There was an abrupt change in the schedule at the County Jail a few weeks ago, which meant that the Monday evening meditations ended, at least until we can figure out a time which the volunteers can make. I miss going there, even though I am also glad to have fewer things to do on Mondays (the Embarcadero sit happens every week, and I meet with students pretty much every other Monday evening).
A couple of weeks ago, I got a request from the person who runs these things for the Sheriff’s office to meet with one of the inmates I connected with over the months, and yesterday was my first free day to do that. He used to be on one of the wings at the jail in the Hall of Justice on Bryant St, and I had met him one-to-one there once, in addition to the times he came to the group meditation, where he seemed to thrive. That wing got closed for health reasons last year, and he was transferred over to San Bruno.

I had never been to that jail, but after my rides south of the city over the last few months, at least I had a clear sense of where it was and how I could get there – I could choose to ride all the way, but I would be a little less presentable when I got there; the easier option is taking the BART to San Bruno and riding up to Skyline, still a work-out, but only a few miles.
There was a beginner’s mind quality to visiting for the first time. Making sure my clearance was up-to-date and getting a badge to enter was familiar, but I had no idea where to go. The facility is newer than the Hall of Justice, and much less grim to spend time in. The ‘legal rooms’ (where lawyers meet their clients) form a little quadrant together a few doors in from the entrance, with glass from waist height upwards – it was bright and the colours were restful. I had arrived at a meal time apparently – 9:30 in the morning – and had to wait for the inmate to be brought out, so I sat as peacefully as I could, in the newness and expectation, as a lawyer waited in one of the adjacent rooms.

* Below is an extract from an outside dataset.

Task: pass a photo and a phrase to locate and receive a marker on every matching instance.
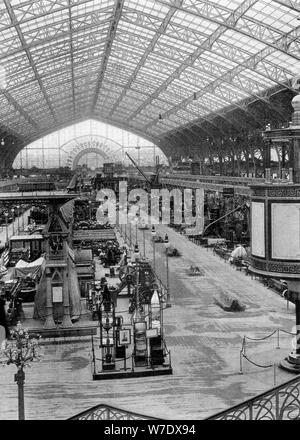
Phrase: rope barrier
(254, 363)
(261, 339)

I hadn’t seen this inmate in almost a year, I would guess, and he looked a bit weary. He said things were bitter-sweet. He is a smart and hopeful guy, but had done some unwise things, mostly under the influence of crack, and was now looking at his third strike felony, which would put him behind bars for a long time. His version of the story had many elements which would reduce the seriousness of the charge, but I don’t feel entirely sure that he isn’t spinning the most hopeful version for himself. He also wants to marry the woman he already calls his wife, though I also have the sense that she might not be as keen on this version of the story as he is.

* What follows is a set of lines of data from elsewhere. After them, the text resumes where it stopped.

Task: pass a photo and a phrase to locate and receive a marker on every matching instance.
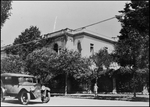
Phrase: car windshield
(27, 79)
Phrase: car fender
(22, 91)
(48, 89)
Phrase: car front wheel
(45, 99)
(24, 97)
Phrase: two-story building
(82, 41)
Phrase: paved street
(60, 101)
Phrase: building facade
(85, 42)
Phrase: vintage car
(24, 87)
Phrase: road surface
(61, 101)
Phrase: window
(92, 48)
(79, 47)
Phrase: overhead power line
(87, 25)
(114, 17)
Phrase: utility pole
(54, 24)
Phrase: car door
(11, 84)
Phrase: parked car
(24, 87)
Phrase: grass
(109, 96)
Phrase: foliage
(26, 42)
(28, 35)
(41, 63)
(133, 44)
(102, 60)
(72, 63)
(12, 64)
(132, 48)
(5, 10)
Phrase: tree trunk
(114, 86)
(89, 87)
(145, 90)
(134, 87)
(66, 79)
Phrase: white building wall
(98, 44)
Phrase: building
(83, 41)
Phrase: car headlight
(32, 88)
(43, 87)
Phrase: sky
(51, 16)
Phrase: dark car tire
(2, 97)
(24, 97)
(46, 99)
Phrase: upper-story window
(92, 48)
(56, 47)
(79, 47)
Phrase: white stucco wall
(98, 44)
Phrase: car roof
(16, 75)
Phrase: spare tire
(24, 97)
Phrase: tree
(102, 61)
(24, 44)
(46, 62)
(29, 34)
(132, 48)
(41, 63)
(12, 64)
(71, 63)
(5, 10)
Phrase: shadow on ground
(112, 97)
(14, 101)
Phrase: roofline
(16, 75)
(95, 36)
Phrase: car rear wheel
(45, 99)
(24, 97)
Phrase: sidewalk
(101, 96)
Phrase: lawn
(109, 96)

My opinions on these things aren’t so important though; after chatting for a while, he asked if we could do a meditation, at the end of which his demeanour had changed quite noticeably. He shook my hand with enthusiasm when we parted, thanking me for lifting his spirits. I left the building into the sunny morning, with the coastal breeze keeping the temperature down; a hawk was being buzzed by a couple of crows above the trees. The deputy at the gate was not the person who had signed me in, and was obviously used to be chatting merrily with visitors, so we talked for a while before I took the much easier downhill road back to BART.

In the afternoon I returned to the tech company I had visited last month, in the kind of contiguity that reminded me of something I wrote about in the early days of this blog. The small group are mostly on the beginners’ side of things, but they sat strongly, and the process of settling and having the energy in the room work its effect on people felt just the same as it had earlier in the day.